After witnessing a man murdered in broad daylight by armed assailants during Shanghai’s opening minutes, Paul (John Cusack), a journalist, looks to a colleague and slurs: “Welcome to Shanghai.” With this early tonal blunder, director Mikael Håfström and screenwriter Hossein Amini announce the film, set in the months before the bombing of Pearl Harbor, as tripe, refusing to establish the 1940s setting as anything more than an Oriental jungle gym for half-hearted one-liners and rote international intrigue, anchored by a stock, American ex-pat lead, and without a shred of revisionist moxie.
Cusack slums through a series of voiceovers waxing somber about the state of world relations, with imprecise jabs at enemies like “a night at the German embassy can feel like a thousand years,” as he quickly becomes ensconced within a mystery narrative that morphs him from writer to detective. Problem is, Paul isn’t meant to be a putz in Amini’s script, but its anchor of interest and empathy. Dial Shanghai a click or two left and it could be played as a spoof, even as written, since the self-serious circumstances and dreary exposition merely reinforce tired, empty noirish notions of private-dick desire, especially once Paul becomes taken with Anna (Gong Li), the wife of a wealthy Chinese official, Anthony (Chow Yun-Fat).

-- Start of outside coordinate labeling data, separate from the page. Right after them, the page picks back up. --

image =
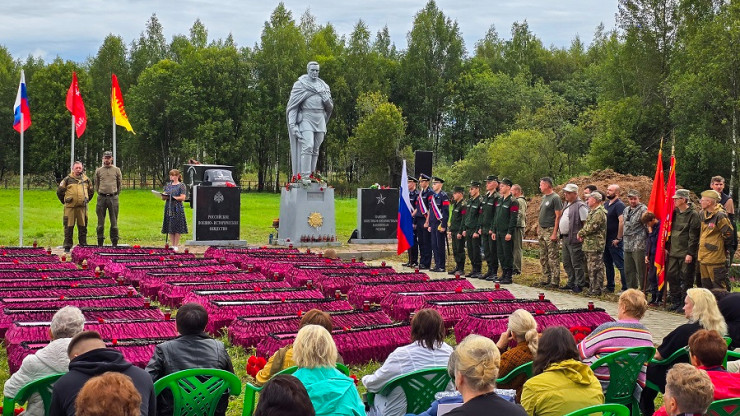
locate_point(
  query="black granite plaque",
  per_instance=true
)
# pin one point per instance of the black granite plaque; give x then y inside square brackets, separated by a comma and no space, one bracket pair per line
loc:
[378,214]
[217,213]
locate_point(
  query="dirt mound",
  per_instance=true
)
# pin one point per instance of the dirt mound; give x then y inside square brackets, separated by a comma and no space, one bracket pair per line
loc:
[602,179]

Shanghai is the sort of deep-pockets period piece that represents the bane of Hollywood thought; a blatant, hoary rip-off of late-’50s Sam Fuller noirs like The Crimson Kimono or House of Bamboo, it’s needlessly bloated to accommodate its status as an international, prestige production. With a Swedish director, an Iranian screenwriter, and a cast featuring actors from three different continents, this costume noir typifies Hollywood’s long-standing usage of worldwide talent, but the film itself has absolutely no certitude or conviction regarding its assessment of cosmopolitan histories.

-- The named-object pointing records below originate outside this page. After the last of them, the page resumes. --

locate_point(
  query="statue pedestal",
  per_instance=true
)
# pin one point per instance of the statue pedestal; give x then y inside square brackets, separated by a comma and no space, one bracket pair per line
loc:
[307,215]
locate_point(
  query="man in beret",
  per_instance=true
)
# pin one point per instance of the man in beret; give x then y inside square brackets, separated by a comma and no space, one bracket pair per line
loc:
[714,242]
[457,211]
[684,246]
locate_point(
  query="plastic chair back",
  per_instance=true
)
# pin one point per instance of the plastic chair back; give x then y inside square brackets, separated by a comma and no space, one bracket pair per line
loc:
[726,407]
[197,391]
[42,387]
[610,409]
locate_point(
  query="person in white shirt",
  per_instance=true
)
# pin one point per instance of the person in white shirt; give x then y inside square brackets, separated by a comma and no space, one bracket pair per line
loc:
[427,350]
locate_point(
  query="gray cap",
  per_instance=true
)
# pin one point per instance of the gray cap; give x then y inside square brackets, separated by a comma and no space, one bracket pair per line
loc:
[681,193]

Everything here is needlessly bloated to accommodate its status as an international, prestige production.
If, as Paul states in an opening monologue, “you could travel the world in an afternoon and never have to leave the confines of Shanghai’s international settlement,” then Shanghai remains stubbornly restricted to a fraction of that proposed map, especially as it relinquishes all interest in pursuing the logical ends of its inaugural claims and becomes simply consumed in resolving the murder of Paul’s colleague, played by Jeffrey Dean Morgan.
The film’s sole bright spot is Chow, whose all-too-brief presence instantly elevates scenes above Håfström’s hopelessly deafened and depleted pacing. When Paul inquires about Anthony’s arm injury, Anthony grabs Paul’s hand, slams it to his damaged shoulder, and asserts: “It’s already healed.” One wishes the film were fully about his virile character, whose piercing glances and assertive demeanor suggest fiery, more complex portions of the city than the filmmakers care to ponder, much less encounter. Instead, every Asian character dances around Paul’s personal plight, which eventually has him trying to skip town with Anna after things fall apart.
Most disheartening, however, are the film’s surface tension revelations regarding social desire and ethnic conflict. Whatever reservations one has with films like Broken Blossoms or The Bitter Tea of General Yen in terms of race, with white actors playing Asian characters, they’re nonetheless sensitive, elaborate works by directors whose clarity of vision regarding cultural and sexual difference at least pauses, if not excuses, their representational insensitivities. If not quite politically progressive, those films are surely compassionate and perceptive regarding the strictures of nationalist, even racist logic. Conversely, Shanghai, like its browbeaten and roughed-up protagonist, is ultimately content to limp back to where it came from.